By | August 10, 2018

In English, words like "second", "third" etc. (also "next", I guess) can be used with a superlative to count down from the maximum.

Some dictionaries call "second" an adverb in this context (e.g. MW, AHD) but the OED covers this usage under its entry for the adjective.

It's not obvious to me how to analyze it. It does seem plausible to me that it is an adjective that modifies "most common problem" in a specialized way: (second (most common problem). This seems to be the structure given by the Link Grammar Parser by Davy Temperley, Daniel Sleator and John Lafferty:

    +--------------------------Xp--------------------------+
    |              +---------------Ost---------------+     |
    |              |   +--------------Ds-------------+     |
    +---Wd---+-Ss*b+   +---L--+      +--EA--+----A---+     |
    |        |     |   |      |      |      |        |     |

LEFT-WALL this.p is.v the second.a most common.a problem.n . 

Constituent tree:

(S (NP This)
   (VP is
       (NP the
           (ADJP second)
           (ADJP (ADVP most)
                 common)
           problem))
   .)

But it also seems kind of like "second" is an adverb that modifies the meaning of "most common": ((second (most common) problem). Of course, "the second most common" can be used without any explicit following noun, but I don't know if this is relevant, since I guess that could be analyzed as a kind of ellipsis.

A third possibility that seems to feel right to some people (although I don't really get why) is "((second most) common) problem". I don't know if the fact that some people say things like "the most and second most important reason(s)" would support this analysis.

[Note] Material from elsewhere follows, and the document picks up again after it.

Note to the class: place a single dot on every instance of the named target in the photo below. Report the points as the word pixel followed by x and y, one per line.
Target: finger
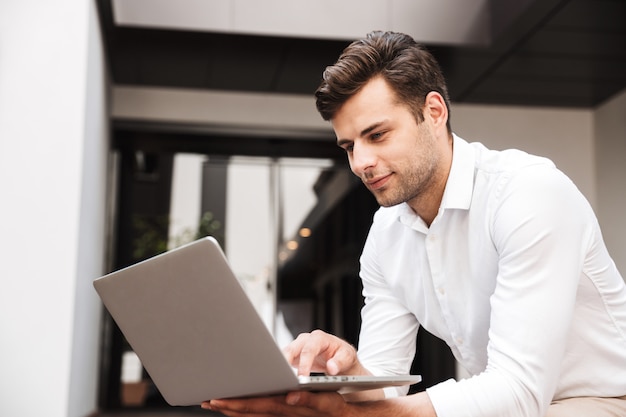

I feel like the existence of phrases like "second oldest" or "second highest" counts as evidence against this analysis, because these examples show that "second" can be used with superlatives that don't contain the adverb "most".

Is there any published linguistic work that analyzes the syntax of this construction? If not, could someone post an answer that presents an analysis based on linguistic principles?